Wednesday, September 12, 2012

A Glitch in the Matrix - By Barry C. Lynn

Economic interdependence among nations, Americans have long believed, is the surest and safest path both to a wide prosperity and a perpetual peace. If all nations jointly depend together on one vast "global" factory for many basic goods, so our thinking holds, no one state will ever dare disrupt the functioning of this "communalized" system.

In recent years, the United States pursued this strategy nowhere more dramatically than with China. The basic idea -- as Bill Clinton put it in 1997 -- was that further "isolation would encourage the Chinese to become hostile." Conversely, greater interdependence would have a "liberalizing effect."

But nearly two decades after Washington lifted almost all controls on commerce with China, this is not happening. Despite a vast increase in trade between China and the rest of the world, and a vast increase in the wealth and well-being of the average Chinese citizen, the regime has become more autocratic at home and more adventurist abroad. If anything, Beijing is proving highly adept at leveraging interdependent systems for national political advantage, as it did two years ago when it cut off export of rare earth metals to force Japan to back down in a territorial dispute.

So what should a fading hegemon do when its grandest of strategies proves to be flawed?

One extreme option would be to double down on that strategy, hoping that yet greater degrees of industrial interdependence might finally convince our rival to act as a more responsible partner in the world system. Another extreme option, diametrically opposed to the first, would be to abandon interdependence in favor of more traditional approaches such as a military balance of power.

The Obama administration, over the last year, has chosen to pursue both of these extreme -- and opposed -- options. On the one hand, it has begun to devote real energy to a new generation of trade agreements, like the Trans-Pacific Partnership, which aim to tie the U.S. and Chinese economies together even more closely. On the other, it has begun to meet force with force. As Beijing blusters in the South China Sea and builds up military power, Washington has dispatched Marines to Australia, promised a new missile shield to Japan, and proposed to station a second carrier group in the region.

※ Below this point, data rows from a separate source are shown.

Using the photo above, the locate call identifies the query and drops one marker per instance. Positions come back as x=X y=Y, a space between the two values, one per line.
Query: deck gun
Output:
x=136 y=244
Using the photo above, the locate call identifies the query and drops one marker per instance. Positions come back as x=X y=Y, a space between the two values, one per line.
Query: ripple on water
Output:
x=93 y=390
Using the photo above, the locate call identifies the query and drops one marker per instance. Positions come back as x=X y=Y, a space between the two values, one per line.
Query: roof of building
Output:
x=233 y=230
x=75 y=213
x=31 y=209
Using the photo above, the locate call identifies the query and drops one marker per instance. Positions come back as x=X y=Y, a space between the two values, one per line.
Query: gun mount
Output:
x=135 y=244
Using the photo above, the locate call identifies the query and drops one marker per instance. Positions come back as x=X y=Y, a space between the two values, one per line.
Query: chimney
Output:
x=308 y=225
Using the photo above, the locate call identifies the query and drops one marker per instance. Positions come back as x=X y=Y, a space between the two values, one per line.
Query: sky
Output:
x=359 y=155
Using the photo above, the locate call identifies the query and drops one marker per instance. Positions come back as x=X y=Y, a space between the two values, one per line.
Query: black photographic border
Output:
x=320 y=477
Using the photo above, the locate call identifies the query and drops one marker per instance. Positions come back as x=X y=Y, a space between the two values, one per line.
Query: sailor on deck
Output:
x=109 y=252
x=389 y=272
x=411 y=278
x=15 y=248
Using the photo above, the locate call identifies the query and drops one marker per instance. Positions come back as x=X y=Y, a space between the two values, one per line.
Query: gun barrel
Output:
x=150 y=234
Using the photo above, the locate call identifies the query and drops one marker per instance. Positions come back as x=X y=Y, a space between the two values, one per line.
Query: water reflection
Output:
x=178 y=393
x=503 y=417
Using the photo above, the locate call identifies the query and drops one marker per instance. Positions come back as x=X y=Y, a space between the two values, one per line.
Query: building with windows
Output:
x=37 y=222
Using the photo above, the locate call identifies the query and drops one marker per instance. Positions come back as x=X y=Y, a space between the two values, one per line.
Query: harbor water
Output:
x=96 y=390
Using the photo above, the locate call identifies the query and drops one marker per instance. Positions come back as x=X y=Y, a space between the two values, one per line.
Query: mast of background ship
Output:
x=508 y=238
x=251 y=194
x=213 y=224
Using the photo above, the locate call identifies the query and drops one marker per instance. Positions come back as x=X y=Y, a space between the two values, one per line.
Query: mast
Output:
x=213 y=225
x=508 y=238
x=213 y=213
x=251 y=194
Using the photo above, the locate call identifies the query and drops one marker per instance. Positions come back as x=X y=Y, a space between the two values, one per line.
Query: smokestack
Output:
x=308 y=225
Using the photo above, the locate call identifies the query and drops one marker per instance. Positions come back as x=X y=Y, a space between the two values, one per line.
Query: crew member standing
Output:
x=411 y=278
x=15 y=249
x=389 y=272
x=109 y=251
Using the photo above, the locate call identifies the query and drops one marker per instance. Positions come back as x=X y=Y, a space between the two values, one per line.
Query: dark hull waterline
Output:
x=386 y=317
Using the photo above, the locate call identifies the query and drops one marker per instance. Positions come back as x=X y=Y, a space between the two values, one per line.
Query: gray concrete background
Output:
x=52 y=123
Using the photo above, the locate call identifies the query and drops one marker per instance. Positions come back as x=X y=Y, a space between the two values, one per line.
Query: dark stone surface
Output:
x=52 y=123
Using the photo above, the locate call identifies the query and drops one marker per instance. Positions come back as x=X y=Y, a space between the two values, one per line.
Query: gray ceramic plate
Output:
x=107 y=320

This is absurd. To tighten the gears of the international production system and, simultaneously, to position more heavy weapons right on the factory floor is a recipe only for catastrophe. Any conflict of any size would almost instantly break many of our most vital systems of supply. Instead, the United States should use its power to force corporations to distribute production capacity more widely. Such a move would reduce China's growing leverage over America -- and it would help stabilize the international system, economically and politically.